Involving communities in planning helps strengthen urban strategies through informed feedback on policies that shape the environments people live in.

It empowers residents, aligns with their needs, and reduces ambiguity about proposed urban outcomes.

Without public participation, cities risk producing disconnected, improvised designs that don’t reflect people’s social, economic, or financial realities.

To foster true participation, urban plans must embed community decision-making not as a formality, but as genuine partnership.

That includes measuring satisfaction with project outcomes, accepting public feedback, and hosting listening sessions - from small neighbourhood projects to strategic city plans.

Amid rapid urban modernisation, how do we preserve local “place culture”? What’s urban design’s role in this?

Saudi cities have been shaped by waves of construction that lacked a cultural framework linking urban form to society.

We cannot design cities without understanding the culture, needs, and economies of the people.

Although we have heritage preservation programs, they’re often isolated from urban context - more like tourist attractions than integrated city spaces.

The challenge is how to modernise while preserving culture.

Preservation efforts should stem from a comprehensive strategy reflecting national, cultural, and economic values.

Cultural assets can create jobs and enhance urban identity - raising economic prospects and deepening emotional connections to place.

This isn’t just about conserving physical heritage - it’s about embedding identity, repurposing historic spaces, and highlighting intangible elements like local stories, events, and folklore.

How do you assess actual community involvement in neighbourhood development - whether in historic preservation like Jeddah or new housing projects?

I haven’t reviewed the procedural details of the Jeddah restoration project.

But generally, community participation must be supported at all project stages - from planning to execution to evaluation - so residents can give meaningful feedback.

What does the ideal Saudi city look like to you? What elements should be non-negotiable in any urban design today?

First, we must distinguish between urban design and urban planning.

Saudi cities urgently need to embrace urban planning as a strategic approach amid unprecedented growth.

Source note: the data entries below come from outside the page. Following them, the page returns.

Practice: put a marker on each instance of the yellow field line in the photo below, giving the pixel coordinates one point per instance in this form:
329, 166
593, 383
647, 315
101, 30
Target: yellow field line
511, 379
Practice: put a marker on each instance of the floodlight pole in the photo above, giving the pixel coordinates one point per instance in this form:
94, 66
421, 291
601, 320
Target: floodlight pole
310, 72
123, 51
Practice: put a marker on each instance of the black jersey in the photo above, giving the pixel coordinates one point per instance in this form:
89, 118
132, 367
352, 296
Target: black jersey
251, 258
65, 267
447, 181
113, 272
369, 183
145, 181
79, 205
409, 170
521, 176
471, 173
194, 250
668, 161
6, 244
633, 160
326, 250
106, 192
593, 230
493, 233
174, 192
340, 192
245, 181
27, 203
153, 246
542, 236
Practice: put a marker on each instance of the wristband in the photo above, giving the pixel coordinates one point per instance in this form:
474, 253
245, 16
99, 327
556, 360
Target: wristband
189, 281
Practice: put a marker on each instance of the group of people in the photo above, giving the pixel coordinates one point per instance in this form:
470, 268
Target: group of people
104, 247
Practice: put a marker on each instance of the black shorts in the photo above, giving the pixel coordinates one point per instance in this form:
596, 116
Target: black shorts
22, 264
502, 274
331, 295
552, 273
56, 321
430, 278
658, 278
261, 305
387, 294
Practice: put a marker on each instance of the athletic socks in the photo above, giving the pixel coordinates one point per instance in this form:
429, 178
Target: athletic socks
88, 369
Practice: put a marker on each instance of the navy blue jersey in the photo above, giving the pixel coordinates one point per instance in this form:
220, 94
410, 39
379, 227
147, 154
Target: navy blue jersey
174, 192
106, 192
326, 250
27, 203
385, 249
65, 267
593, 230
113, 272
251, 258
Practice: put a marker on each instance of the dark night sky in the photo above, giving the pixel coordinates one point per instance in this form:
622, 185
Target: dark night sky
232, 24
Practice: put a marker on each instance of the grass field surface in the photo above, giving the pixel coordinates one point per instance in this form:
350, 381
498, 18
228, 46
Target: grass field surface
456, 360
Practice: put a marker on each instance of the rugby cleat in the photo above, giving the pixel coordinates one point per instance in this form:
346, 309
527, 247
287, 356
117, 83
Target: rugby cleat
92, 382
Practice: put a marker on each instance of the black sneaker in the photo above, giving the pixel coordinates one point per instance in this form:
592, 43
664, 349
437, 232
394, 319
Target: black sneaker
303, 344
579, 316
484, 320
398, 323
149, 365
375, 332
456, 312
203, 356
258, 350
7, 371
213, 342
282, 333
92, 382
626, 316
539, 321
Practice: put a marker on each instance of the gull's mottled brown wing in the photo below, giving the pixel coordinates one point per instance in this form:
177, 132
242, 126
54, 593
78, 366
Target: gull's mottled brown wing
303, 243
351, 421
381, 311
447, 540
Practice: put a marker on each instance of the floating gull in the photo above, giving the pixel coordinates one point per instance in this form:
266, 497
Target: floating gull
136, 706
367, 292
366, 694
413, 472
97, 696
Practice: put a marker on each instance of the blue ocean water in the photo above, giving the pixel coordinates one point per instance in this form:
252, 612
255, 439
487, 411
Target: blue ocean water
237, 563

Urban design alone cannot succeed without clear planning.

We must move beyond the physical layer and understand how planning affects jobs, public health, housing, transportation, and social justice.

Planning can empower cities to become economic engines if done right.
The starting point is embedding sustainability principles and following a multi-tiered planning model - from national to regional to local levels.

Cities should function as integrated systems - not isolated units - to achieve regional balance and urban synergy based on available resources.

We need to identify and optimise assets like environmental, extractive, and tourism resources to generate returns for our cities.